Come questo avviene, non è dato saperlo. Ma ciò che David e io abbiamo ipotizzato è che il potenziale quantistico sia in realtà un potenziale d’informazione, e per questo abbiamo introdotto il concetto di “informazione attiva”. Ero molto preoccupato per l’uso della parola “informazione” perché chiunque avrebbe pensato immediatamente all’informazione di Shannon (Claude Shannon è uno dei padri della moderna teoria dell’informazione, che definisce le basi teoriche dell’informatica, NdT).

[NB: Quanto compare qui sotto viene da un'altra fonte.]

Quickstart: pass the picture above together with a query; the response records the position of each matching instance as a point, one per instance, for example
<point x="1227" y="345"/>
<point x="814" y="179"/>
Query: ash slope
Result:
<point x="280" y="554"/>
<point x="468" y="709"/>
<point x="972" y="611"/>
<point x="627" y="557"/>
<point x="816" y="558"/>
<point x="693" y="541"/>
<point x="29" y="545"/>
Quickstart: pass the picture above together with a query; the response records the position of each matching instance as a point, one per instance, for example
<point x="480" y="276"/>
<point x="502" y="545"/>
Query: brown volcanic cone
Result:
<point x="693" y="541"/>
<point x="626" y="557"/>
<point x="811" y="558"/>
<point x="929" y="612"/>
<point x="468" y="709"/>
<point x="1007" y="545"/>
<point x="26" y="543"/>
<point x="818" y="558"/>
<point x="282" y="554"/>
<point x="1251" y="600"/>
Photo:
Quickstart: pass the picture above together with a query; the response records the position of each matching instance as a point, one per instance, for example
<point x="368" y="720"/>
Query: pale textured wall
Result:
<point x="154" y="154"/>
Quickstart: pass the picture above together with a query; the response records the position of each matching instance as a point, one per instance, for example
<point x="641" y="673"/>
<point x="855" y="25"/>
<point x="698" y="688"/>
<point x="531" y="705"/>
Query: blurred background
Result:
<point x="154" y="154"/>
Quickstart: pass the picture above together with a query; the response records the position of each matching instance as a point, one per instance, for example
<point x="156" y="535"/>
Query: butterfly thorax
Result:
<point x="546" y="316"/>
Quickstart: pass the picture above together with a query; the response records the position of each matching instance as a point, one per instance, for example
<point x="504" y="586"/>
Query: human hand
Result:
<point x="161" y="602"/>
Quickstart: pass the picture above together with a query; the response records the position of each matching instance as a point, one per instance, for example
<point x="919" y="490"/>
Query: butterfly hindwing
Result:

L’informazione di Shannon non è informazione, è solo capacità di informazione, separata dal significato. Il punto cruciale è stato quello d’introdurre un significato, ciò che per la particella è l’informazione.

Poi, naturalmente, tutti pensarono che ci fossimo dati al misticismo. Ma ciò che voglio ribadire è che il potenziale quantistico non è una forza classica. Non è un potenziale classico. È qualcosa di straordinario, di molto strano. Non viene propagato, per quanto possiamo sapere. Ma quello era il mio modo di riconciliare interezza e divisibilità. Se dividiamo, dobbiamo avere qualcosa per mettere tutto di nuovo insieme.

Bohm coltivò a lungo l’amicizia con il filosofo e guru indiano Juddu Krishnamurti, ma il rapporto si concluse bruscamente per questioni private (© Krishnamurti Foundation Trust Ltd)

GM: Suona ironico che Bohr e alcuni suoi colleghi reagissero con veemenza contro la teoria di Bohm.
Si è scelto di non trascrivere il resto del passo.